(Continuação daqui)
413. Criminoso por uns anos
Neste post vou explicar, para os leitores menos familiarizados com estes assuntos, o teor do acórdão do Supremo Tribunal de Justiça noticiado em baixo (cf. aqui, e de que eu próprio, até hoje, só tenho conhecimento através da comunicação social).
Em 2019 fui condenado pelo Tribunal da Relação do Porto pelos crimes de ofensa a pessoa colectiva à sociedade de advogados Cuatrecasas e difamação agravada ao eurodeputado Paulo Rangel, na altura também director do escritório do Porto daquela sociedade, em resultado de um comentário televisivo (cf. aqui).
Apresentei queixa contra o Estado português (isto é, contra a justiça portuguesa) no Tribunal Europeu dos Direitos do Homem por violação do meu direito à liberdade de expressão, argumentando que tinha direito a dizer tudo aquilo que disse no comentário televisivo.
Em Março de 2024, no acórdão Almeida Arroja v. Portugal, o TEDH deu-me razão numa decisão unânime de sete juízes, condenando o Estado português a indemnizar-me em 10 mil euros por danos morais (isto é, por me ter condenado injustamente) e mais cinco mil euros por despesas incorridas junto deste tribunal.
O TEDH, como o próprio nome indica, é um tribunal de direitos, e não um tribunal judicial, por isso ele não tem poder para anular a condenação decidida pelo TRP. Aquilo que fez foi recomendar-me, no parágrafo 97 do seu acórdão, que pedisse a reabertura do processo junto dos tribunais portugueses ao abrigo do artº 449º-(g) e segs. do Código do Processo Penal (cf. aqui). Este artigo permite a um cidadão pedir a reabertura do processo sempre que a decisão de um tribunal internacional entre em conflito com a decisão dos tribunais portugueses, como foi o caso.
E eu assim fiz. Em Setembro apresentei um requerimento ao TRP a solicitar a anulação da sentença condenatória e o ressarcimento de todas as despesas em que incorri junto dos tribunais portugueses: sete mil euros de multa, 10 mil (mais juros) de indemnização ao Paulo Rangel, cinco mil (mais juros) de indemnização à Cuatrecasas, mais custas judiciais e advogados.

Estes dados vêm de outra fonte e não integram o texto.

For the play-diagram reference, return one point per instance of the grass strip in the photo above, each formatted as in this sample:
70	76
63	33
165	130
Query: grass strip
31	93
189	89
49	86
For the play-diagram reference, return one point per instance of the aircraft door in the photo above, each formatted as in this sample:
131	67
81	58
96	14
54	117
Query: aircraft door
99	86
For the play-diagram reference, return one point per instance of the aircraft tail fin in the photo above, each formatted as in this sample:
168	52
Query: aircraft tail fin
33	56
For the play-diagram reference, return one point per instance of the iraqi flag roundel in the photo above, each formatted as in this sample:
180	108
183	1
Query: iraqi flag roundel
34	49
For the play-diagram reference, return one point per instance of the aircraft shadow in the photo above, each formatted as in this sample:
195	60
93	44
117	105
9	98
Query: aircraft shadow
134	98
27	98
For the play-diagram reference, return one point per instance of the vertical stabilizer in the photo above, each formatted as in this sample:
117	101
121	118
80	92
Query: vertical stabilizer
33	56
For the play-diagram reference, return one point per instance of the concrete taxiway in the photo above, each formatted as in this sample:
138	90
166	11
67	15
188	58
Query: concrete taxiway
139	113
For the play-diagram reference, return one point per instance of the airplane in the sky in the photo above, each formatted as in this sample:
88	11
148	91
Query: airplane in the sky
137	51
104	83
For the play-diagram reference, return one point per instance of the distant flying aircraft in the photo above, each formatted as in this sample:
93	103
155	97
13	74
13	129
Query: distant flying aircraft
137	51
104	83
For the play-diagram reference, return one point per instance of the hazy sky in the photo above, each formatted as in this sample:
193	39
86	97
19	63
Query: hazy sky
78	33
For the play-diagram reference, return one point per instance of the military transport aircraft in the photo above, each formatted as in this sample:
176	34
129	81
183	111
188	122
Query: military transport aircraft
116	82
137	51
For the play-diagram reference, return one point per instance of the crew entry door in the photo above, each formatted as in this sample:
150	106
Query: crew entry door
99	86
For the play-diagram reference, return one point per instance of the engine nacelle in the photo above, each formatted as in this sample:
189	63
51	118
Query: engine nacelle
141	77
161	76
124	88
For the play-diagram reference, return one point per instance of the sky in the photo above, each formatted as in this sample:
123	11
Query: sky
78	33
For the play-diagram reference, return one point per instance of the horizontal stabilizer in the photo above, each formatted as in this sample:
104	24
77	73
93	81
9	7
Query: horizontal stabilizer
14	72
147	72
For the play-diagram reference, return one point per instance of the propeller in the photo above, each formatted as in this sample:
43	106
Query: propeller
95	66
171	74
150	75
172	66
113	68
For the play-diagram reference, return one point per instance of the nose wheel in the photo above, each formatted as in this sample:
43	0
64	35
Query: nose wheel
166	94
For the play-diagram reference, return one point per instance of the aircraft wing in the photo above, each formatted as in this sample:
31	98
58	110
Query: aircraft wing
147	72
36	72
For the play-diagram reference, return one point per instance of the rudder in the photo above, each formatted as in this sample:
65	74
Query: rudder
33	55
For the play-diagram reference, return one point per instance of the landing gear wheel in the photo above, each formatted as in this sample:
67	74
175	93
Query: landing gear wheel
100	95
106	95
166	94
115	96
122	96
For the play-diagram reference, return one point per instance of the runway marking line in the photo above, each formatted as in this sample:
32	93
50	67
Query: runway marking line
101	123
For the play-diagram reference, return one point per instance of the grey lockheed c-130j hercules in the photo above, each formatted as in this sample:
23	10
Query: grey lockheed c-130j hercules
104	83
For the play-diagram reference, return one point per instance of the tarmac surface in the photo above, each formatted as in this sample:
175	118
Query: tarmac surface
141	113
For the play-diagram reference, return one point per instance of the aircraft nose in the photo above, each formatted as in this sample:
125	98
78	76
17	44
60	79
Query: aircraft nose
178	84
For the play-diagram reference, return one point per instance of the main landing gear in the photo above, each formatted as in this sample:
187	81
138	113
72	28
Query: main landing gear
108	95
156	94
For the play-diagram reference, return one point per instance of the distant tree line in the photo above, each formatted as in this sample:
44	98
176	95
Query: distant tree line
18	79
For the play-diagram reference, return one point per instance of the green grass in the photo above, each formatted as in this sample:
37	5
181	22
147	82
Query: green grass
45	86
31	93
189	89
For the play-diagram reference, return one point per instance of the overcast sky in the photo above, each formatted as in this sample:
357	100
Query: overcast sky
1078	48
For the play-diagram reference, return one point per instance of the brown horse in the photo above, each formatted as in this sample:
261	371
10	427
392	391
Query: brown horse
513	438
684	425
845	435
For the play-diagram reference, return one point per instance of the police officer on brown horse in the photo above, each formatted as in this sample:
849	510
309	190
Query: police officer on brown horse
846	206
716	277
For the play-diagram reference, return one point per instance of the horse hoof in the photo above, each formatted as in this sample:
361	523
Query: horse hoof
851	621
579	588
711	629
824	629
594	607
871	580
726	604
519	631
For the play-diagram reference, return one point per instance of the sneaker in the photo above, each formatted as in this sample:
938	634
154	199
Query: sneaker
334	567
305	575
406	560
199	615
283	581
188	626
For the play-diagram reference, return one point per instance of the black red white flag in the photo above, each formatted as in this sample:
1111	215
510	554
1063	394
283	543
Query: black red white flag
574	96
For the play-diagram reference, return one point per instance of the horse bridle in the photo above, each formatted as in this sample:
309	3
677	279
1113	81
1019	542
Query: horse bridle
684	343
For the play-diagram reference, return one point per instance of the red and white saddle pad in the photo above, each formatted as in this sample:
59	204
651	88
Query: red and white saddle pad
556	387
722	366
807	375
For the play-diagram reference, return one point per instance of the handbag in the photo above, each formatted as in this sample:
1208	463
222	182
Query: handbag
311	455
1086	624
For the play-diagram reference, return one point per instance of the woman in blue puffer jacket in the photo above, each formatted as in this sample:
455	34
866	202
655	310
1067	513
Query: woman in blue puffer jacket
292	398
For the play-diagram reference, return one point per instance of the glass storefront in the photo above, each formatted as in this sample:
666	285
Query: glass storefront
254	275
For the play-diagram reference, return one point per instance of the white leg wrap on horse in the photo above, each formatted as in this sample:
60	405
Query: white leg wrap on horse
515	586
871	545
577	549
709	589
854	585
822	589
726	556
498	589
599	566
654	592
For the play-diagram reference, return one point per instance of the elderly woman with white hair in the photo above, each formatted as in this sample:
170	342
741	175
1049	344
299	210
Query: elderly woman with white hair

Nos termos daqueles artigos do CPP é necessário uma autorização do Supremo para que um tribunal inferior, como o TRP, possa alterar uma sentença. No seguimento do meu requerimento, o TRP terá enviado o processo para o Supremo para que este se pronunciasse. No acórdão ontem conhecido, o Supremo não só autoriza, como manda o TRP rever a sentença condenatória.
O que se segue?
Fico agora à espera do novo acórdão do TRP, que deve dar o dito-por-não dito, absolvendo-me onde antes me condenara e, nos termos do artº 462º do CPP, mande o Estado ressarcir-me das despesas que documentei.
Este ponto é importante. Quem me vai ressarcir das indemnizações que paguei ao Paulo Rangel e à Cuatrecasas é o Estado, não o Paulo Rangel e a Cuatrecasas, que nesse dia permanecem enriquecidos ilegitimamente, não já à minha custa, mas à custa dos contribuintes portugueses.
Como tenho vindo a referir insistentemente neste blogue, o sistema de justiça em Portugal é um antro de criminalidade legalizada.
Como é que eu me sinto?
Já me habituei ao estatuto de criminoso e, na idade em que me encontro, as mudanças causam sempre algum desconforto. Vai-me custar o TRP mandar limpar o meu registo criminal. Tinha ali dois crimezinhos para me entreter, agora que estou na reforma, e vou ficar sem nenhum.
Sinto-me, porém, inspirado pelo juiz Pedro Vaz Patto, o relator do acórdão que me condenou no TRP. O juiz Vaz Patto é um padre laico (cf. aqui) que um dia pode chegar a santo, tal como a sua guru, Chiara Lubich, cujo processo de santificação só foi interrompido porque entretanto se descobriu que no Movimento dos Focolares, aparentemente com o seu conhecimento, havia um patife que abusava crianças (cf. aqui).
Conforta-me a ideia de que mais vale ser criminoso por uns anos do que santinho toda a vida.